Big Five Software was an American video game developer and publisher in the first half of the 1980s founded by Bill Hogue and Jeff Konyu. The company developed games for the TRS-80 and Atari 8-bit computers. Most of its TRS-80 games were clones of arcade video games, such as Galaxy Invasion (Galaxian), Super Nova (Asteroids), Defense Command (Missile Command), and Meteor Mission II (Lunar Rescue). Big Five also sold an Atari joystick interface called TRISSTICK which was popular with TRS-80 owners.

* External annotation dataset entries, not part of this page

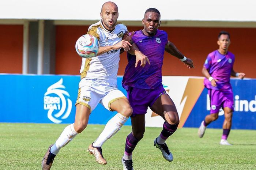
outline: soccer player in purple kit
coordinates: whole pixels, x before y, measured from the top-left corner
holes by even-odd
[[[237,73],[233,69],[234,55],[228,51],[230,44],[229,34],[222,31],[219,34],[217,43],[219,49],[210,53],[203,67],[202,73],[205,77],[204,86],[208,89],[210,98],[211,110],[201,124],[198,136],[202,137],[206,127],[218,119],[219,111],[222,107],[225,119],[223,123],[223,133],[220,144],[232,145],[227,140],[231,128],[232,117],[234,111],[234,100],[230,75],[242,79],[245,74]]]
[[[126,139],[122,158],[124,170],[133,170],[132,151],[143,137],[145,114],[148,106],[165,121],[163,130],[154,140],[154,145],[161,151],[166,160],[170,162],[173,159],[165,141],[175,132],[180,120],[175,105],[162,83],[165,50],[180,59],[189,68],[193,68],[194,65],[191,60],[186,58],[168,41],[167,33],[158,29],[161,23],[160,17],[157,9],[148,9],[142,19],[143,30],[133,32],[129,36],[126,35],[126,38],[131,38],[131,42],[135,43],[140,51],[148,57],[150,65],[134,68],[135,57],[127,53],[128,63],[122,85],[127,91],[127,98],[133,112],[131,116],[132,131]]]

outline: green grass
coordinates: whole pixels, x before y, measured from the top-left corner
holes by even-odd
[[[0,124],[0,170],[39,170],[48,147],[67,125]],[[55,158],[51,170],[121,170],[125,139],[131,132],[125,126],[102,147],[105,166],[98,164],[86,152],[104,126],[89,125],[85,130]],[[133,152],[135,170],[256,170],[256,131],[233,130],[229,141],[233,146],[219,144],[221,129],[207,129],[204,136],[197,129],[182,128],[167,141],[174,160],[169,162],[154,147],[161,128],[147,128],[144,137]]]

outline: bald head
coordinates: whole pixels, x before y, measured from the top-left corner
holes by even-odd
[[[102,12],[105,9],[109,8],[116,8],[118,12],[118,7],[116,4],[113,2],[109,1],[103,4],[102,7],[101,7],[101,12]]]

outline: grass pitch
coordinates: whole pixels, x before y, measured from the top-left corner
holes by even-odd
[[[67,125],[0,124],[0,170],[41,169],[41,161],[47,148]],[[103,145],[106,165],[99,165],[86,152],[104,127],[89,125],[61,150],[51,170],[123,169],[121,158],[130,126],[124,126]],[[232,130],[228,139],[233,145],[222,146],[219,144],[222,129],[207,129],[200,139],[197,129],[178,129],[167,141],[174,156],[169,162],[153,146],[161,129],[146,128],[144,137],[133,152],[135,170],[256,170],[256,131]]]

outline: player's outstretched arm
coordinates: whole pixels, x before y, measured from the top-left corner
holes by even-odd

The company's biggest release came after moving away from the black and white TRS-80. The ten stage platform game Miner 2049er, designed and programmed by Bill Hogue for Atari 8-bit computers, was a commercial and critical success. It shipped on a custom 16 kilobyte ROM cartridge (compared to standard 8 KB Atari 8-bit cartridges) and the game was ported to other computers and consoles. Miner 2049er was awarded "Electronic Game of the Year" in the 1984 Arkie Awards, among other accolades for the game and Hogue.

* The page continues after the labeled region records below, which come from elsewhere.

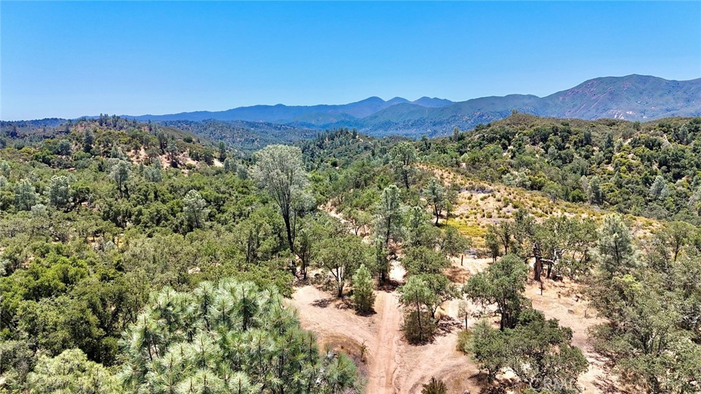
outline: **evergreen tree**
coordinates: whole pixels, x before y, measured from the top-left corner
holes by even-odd
[[[353,300],[355,309],[361,313],[372,311],[375,294],[370,270],[367,269],[365,264],[360,264],[355,271],[355,275],[353,277]]]
[[[200,192],[196,190],[191,190],[183,198],[183,210],[185,212],[185,217],[187,218],[188,223],[193,229],[199,229],[204,224],[208,213],[207,201],[202,198]]]
[[[433,208],[433,215],[436,217],[436,226],[438,225],[438,219],[443,212],[443,209],[446,204],[445,188],[440,182],[434,177],[428,181],[426,189],[423,191],[423,195],[428,201],[428,203]]]
[[[57,208],[65,208],[71,198],[70,185],[68,177],[55,175],[48,182],[48,202]]]
[[[347,356],[320,357],[280,294],[247,283],[164,288],[124,346],[121,378],[130,393],[325,394],[356,384]]]
[[[20,180],[15,188],[15,205],[19,210],[28,211],[36,203],[36,193],[29,179]]]
[[[390,149],[389,156],[390,165],[402,184],[408,189],[415,172],[414,163],[416,161],[416,149],[411,142],[400,142]]]
[[[669,189],[667,181],[662,175],[655,177],[655,182],[650,186],[650,199],[653,201],[665,200],[669,196]]]

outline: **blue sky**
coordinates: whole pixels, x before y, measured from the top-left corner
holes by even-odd
[[[701,77],[701,2],[0,3],[3,120]]]

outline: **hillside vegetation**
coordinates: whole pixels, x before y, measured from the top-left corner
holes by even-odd
[[[701,392],[699,118],[211,125],[3,123],[0,392]]]

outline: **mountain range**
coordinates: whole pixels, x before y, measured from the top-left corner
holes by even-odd
[[[244,121],[304,129],[355,128],[372,135],[444,135],[454,128],[470,130],[509,116],[512,111],[556,118],[612,118],[649,121],[701,115],[701,78],[669,81],[629,75],[586,81],[540,97],[532,95],[486,97],[463,102],[423,97],[414,101],[378,97],[349,104],[313,106],[254,105],[226,111],[125,116],[139,121]]]

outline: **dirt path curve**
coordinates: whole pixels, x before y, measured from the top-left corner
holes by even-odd
[[[402,324],[399,300],[395,292],[377,294],[376,310],[381,316],[378,327],[377,344],[370,350],[372,359],[367,393],[394,394],[395,374],[397,372],[397,341]]]

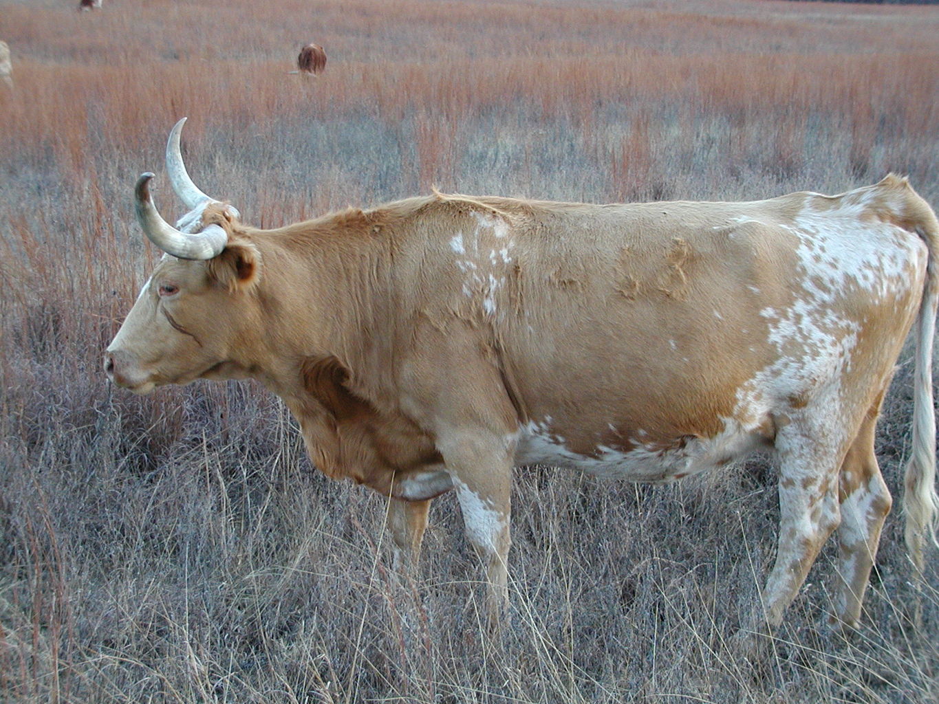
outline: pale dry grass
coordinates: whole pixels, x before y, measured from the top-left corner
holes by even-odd
[[[734,655],[774,553],[759,458],[661,488],[520,472],[497,649],[453,497],[401,584],[382,500],[320,477],[275,399],[140,399],[100,372],[156,257],[131,185],[157,171],[175,212],[160,155],[184,115],[200,185],[269,226],[432,184],[735,199],[895,170],[939,203],[936,10],[642,5],[0,0],[17,82],[0,90],[0,699],[939,697],[937,559],[913,580],[897,516],[857,633],[824,625],[828,552],[767,666]],[[287,75],[311,40],[325,73]],[[879,436],[895,493],[908,376]]]

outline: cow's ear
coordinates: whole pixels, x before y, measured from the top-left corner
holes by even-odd
[[[208,273],[234,293],[257,283],[261,274],[261,254],[250,242],[232,243],[208,262]]]

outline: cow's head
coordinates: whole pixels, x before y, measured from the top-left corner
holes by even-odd
[[[179,151],[185,121],[170,132],[166,169],[190,212],[170,225],[150,198],[153,174],[137,180],[137,221],[166,253],[104,356],[111,380],[137,393],[244,372],[236,351],[248,342],[260,254],[238,227],[238,211],[203,193],[186,172]]]

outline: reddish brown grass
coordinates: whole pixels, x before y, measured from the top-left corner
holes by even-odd
[[[435,184],[730,199],[895,170],[939,204],[937,29],[769,0],[0,0],[0,699],[934,700],[937,578],[910,586],[893,518],[858,634],[816,628],[811,577],[771,671],[735,658],[773,550],[762,464],[662,489],[520,475],[497,656],[452,500],[402,589],[381,502],[316,479],[269,396],[138,399],[100,364],[157,255],[132,184],[154,170],[178,207],[183,115],[196,180],[262,226]],[[287,75],[309,38],[316,81]],[[907,372],[879,442],[895,490]]]

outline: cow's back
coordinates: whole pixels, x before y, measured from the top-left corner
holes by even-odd
[[[733,454],[770,439],[786,408],[847,383],[853,360],[868,374],[892,368],[899,343],[874,341],[905,337],[926,253],[871,207],[878,189],[754,203],[459,201],[439,236],[439,283],[425,270],[423,290],[439,289],[432,315],[478,328],[520,422],[562,454],[727,434]]]

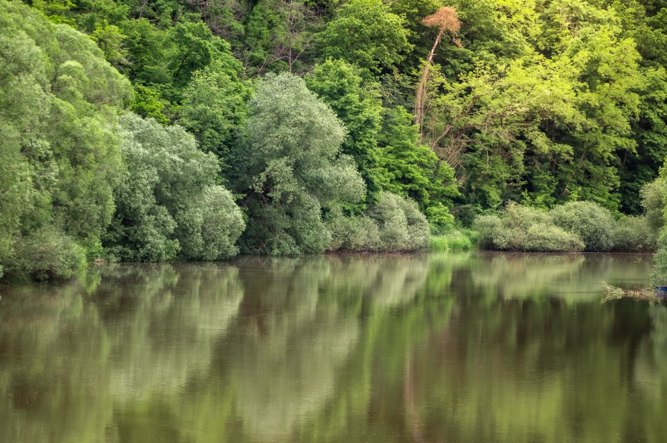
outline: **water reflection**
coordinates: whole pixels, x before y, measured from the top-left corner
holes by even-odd
[[[647,256],[243,258],[0,287],[1,442],[660,441]]]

A sequel, Bounty Bob Strikes Back! was published in 1985 after an earlier attempt at a spin-off starring Bounty Bob, Scraper Caper, was cancelled. After Bounty Bob Strikes Back, Hogue stopped developing games and Big Five ramped down. In 2001, (Note: The first version of the emulator, published in 2001, contains the "20010720" timestamp on its "Help/About..." window.) he released a free, custom emulation of the Atari 8-bit versions of Miner 2049er and Bounty Bob Strikes Back! for Microsoft Windows.

==Games==

===TRS-80 ===
- Attack Force (1980)
- Cosmic Fighter (1980)
- Galaxy Invasion (1980)
- Meteor Mission II (1980)
- Galaxy Invasion Plus (1980)
- Super Nova (1980)
- Robot Attack (1981)
- Stellar Escort (1981)
- Defense Command (1982)
- Weerd (1982)

===Atari 8-bit===
- Miner 2049er (1982)
- Bounty Bob Strikes Back! (1985)

===Unreleased===
- Meteor Mission (1980)
- Scraper Caper (Atari 8-bit, circa 1983). It was mentioned in some magazine ads for Miner 2049er.